Dear Word Detective: I always thought that “lock, stock and barrel” meant that if you bought a store complete it came with the lock to lock the door, all of the stock in the store and the barrel (presumably filled with pickles or beans or…). Then, as I was looking for parts to fix an old flintlock rifle, I realized that in the days of flintlocks people may not have bought a complete gun, but bought the parts. So, if you bought a complete “gun” it was “lock, stock and barrel.” How did I do? — Paul Reynolds.

lockstock08.pngNot bad at all, quite well in fact. And now that you folks don’t need me anymore, I’ll be downstairs, counting the cats. Actually, come to think of it, maybe now I’ll have time to teach one of them to drive, which would be enormously handy. No long trips, of course, but surely he (I’m thinking Gus would be the best bet) could run to the Post Office for me a few times a week. As long as I keep him away from cliffs (the dreaded Toonces Syndrome), I’m sure he’ll do fine.

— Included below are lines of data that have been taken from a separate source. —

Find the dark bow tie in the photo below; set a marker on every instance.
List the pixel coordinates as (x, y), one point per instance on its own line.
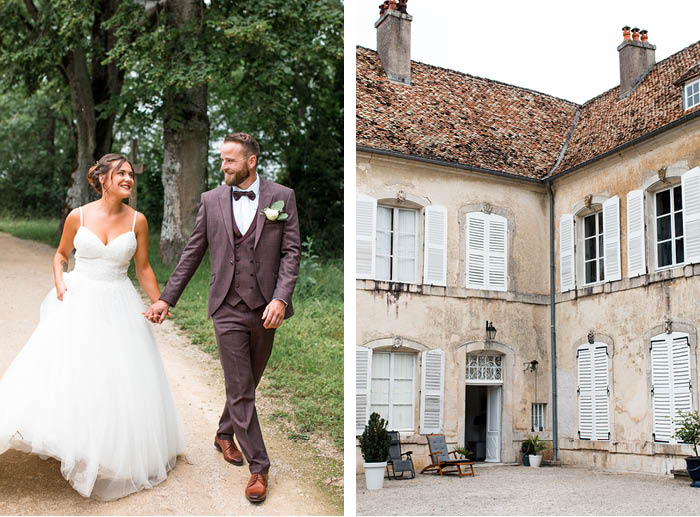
(248, 193)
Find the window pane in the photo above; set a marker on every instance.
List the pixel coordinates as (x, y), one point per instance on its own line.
(590, 248)
(663, 228)
(383, 266)
(677, 199)
(384, 218)
(663, 202)
(678, 221)
(680, 255)
(590, 272)
(407, 221)
(664, 251)
(589, 225)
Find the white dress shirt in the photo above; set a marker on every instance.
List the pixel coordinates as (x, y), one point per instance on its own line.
(245, 209)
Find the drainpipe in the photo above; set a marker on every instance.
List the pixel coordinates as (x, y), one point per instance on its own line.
(553, 338)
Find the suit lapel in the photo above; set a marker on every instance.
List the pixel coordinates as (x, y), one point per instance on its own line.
(265, 201)
(226, 205)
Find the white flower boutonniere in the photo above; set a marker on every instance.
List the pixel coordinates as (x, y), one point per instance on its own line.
(274, 212)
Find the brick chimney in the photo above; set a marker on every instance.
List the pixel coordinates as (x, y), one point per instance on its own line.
(394, 40)
(637, 56)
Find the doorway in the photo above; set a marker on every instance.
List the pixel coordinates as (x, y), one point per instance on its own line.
(482, 425)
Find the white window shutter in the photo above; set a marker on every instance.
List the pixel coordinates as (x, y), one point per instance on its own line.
(585, 393)
(567, 269)
(636, 245)
(476, 250)
(366, 236)
(690, 182)
(601, 406)
(435, 259)
(682, 399)
(661, 386)
(611, 238)
(432, 388)
(497, 261)
(363, 387)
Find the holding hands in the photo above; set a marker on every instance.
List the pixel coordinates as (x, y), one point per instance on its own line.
(157, 312)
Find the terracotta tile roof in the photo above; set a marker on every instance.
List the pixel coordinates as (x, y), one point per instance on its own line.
(455, 117)
(607, 122)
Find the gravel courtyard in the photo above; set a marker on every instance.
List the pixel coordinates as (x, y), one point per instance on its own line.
(518, 490)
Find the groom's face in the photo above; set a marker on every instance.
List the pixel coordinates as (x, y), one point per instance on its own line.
(234, 164)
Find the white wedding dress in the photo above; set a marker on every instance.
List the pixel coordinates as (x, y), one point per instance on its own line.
(89, 388)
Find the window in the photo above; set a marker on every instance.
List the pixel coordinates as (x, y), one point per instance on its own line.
(594, 265)
(396, 244)
(669, 227)
(393, 377)
(692, 94)
(388, 240)
(487, 251)
(671, 389)
(386, 382)
(593, 395)
(538, 417)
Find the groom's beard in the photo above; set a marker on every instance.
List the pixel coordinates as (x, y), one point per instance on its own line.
(235, 178)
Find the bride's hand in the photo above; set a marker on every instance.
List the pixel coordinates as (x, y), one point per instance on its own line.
(60, 289)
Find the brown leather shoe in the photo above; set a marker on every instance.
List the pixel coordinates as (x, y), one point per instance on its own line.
(229, 449)
(256, 491)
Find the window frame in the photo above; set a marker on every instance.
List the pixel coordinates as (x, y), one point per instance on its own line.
(394, 242)
(391, 379)
(674, 237)
(686, 87)
(600, 234)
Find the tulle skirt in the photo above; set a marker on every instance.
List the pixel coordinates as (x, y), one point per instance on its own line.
(89, 389)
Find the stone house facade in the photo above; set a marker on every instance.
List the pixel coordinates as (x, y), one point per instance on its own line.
(573, 230)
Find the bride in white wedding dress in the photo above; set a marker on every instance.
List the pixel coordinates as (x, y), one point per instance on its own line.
(89, 388)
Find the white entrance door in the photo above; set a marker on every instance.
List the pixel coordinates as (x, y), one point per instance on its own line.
(493, 424)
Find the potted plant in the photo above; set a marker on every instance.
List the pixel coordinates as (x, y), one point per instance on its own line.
(464, 452)
(688, 431)
(534, 447)
(374, 444)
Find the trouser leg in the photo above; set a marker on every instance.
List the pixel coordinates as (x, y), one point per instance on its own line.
(244, 348)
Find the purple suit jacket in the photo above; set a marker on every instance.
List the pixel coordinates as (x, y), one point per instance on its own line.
(277, 248)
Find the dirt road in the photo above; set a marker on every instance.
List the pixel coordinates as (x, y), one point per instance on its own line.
(202, 482)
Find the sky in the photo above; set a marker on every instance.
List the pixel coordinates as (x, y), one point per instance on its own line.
(562, 48)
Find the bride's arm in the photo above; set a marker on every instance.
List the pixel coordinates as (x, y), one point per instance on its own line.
(144, 273)
(65, 247)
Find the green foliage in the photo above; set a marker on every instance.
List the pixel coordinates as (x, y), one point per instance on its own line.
(375, 440)
(533, 445)
(688, 430)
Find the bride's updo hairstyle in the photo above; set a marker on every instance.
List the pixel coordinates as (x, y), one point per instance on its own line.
(103, 166)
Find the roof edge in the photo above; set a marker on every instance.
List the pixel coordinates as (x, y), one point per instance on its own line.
(396, 154)
(630, 143)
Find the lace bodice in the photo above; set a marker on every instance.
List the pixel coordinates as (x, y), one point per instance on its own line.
(98, 261)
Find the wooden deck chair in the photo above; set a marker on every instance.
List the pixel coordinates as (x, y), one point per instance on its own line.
(441, 458)
(398, 461)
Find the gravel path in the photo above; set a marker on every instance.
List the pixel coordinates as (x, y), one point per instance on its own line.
(201, 483)
(518, 490)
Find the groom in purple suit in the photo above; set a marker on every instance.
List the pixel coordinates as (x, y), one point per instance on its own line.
(251, 229)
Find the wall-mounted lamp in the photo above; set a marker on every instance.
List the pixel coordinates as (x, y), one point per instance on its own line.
(531, 366)
(490, 330)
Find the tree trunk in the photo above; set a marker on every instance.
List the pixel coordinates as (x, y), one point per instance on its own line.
(75, 66)
(185, 148)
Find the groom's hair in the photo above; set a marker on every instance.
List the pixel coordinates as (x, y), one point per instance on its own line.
(250, 144)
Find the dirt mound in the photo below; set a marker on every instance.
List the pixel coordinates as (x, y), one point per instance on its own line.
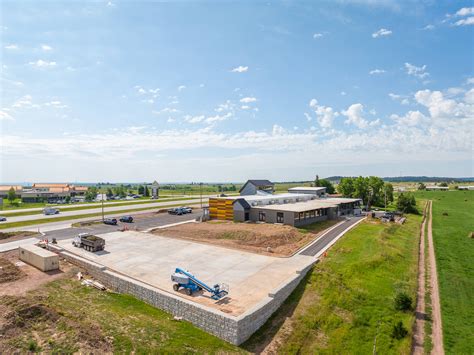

So, is this National Musket Month or something? This is the third question I’ve answered lately that involves muzzle-loading firearms. By the way, I like your original “bought the store” explanation of “lock, stock and barrel,” meaning “all of it, everything, the whole thing,” especially the barrel of pickles. My understanding is that such “package deals” are known today as “turnkey” offers, meaning that one need only “turn the key” in the lock to be up and running whatever one is running. For some reason, however, my mind (tricky little devil that it is) always substitutes “turncoat” for “turnkey,” raising the specter of traitorous laundromats and disloyal delicatessens lurking out there somewhere. There’s another argument for letting the cat drive.

Meanwhile, back at your question, I don’t think many people actually built their own muskets when muskets were in vogue, but “lock, stock and barrel” does indeed refer to the constituent parts of the firearm. The “lock” is the firing mechanism, the “stock” is the wooden bit you brace against your shoulder, and the “barrel” is the long tube down which the bullet travels. The “lock” of a musket is called that because the mechanism resembled early locks such as might be found on a door.

The surprising thing about “lock, stock and barrel” is not that it refers to an antique firearm, but that muskets had been in use for several centuries before the phrase first appeared. The first use of the phrase in print found so far was in a letter written by Sir Walter Scott in 1817: “Like the High-landman’s gun, she wants stock, lock, and barrel, to put her into repair.” Michael Quinion, at his excellent World Wide Words website (www.worldwidewords.org), suggests that the phrase may only have come into use when the mass-manufacture of flintlocks in factories became common, making the individual parts — the locks, stocks and barrels — more standardized and interchangeable.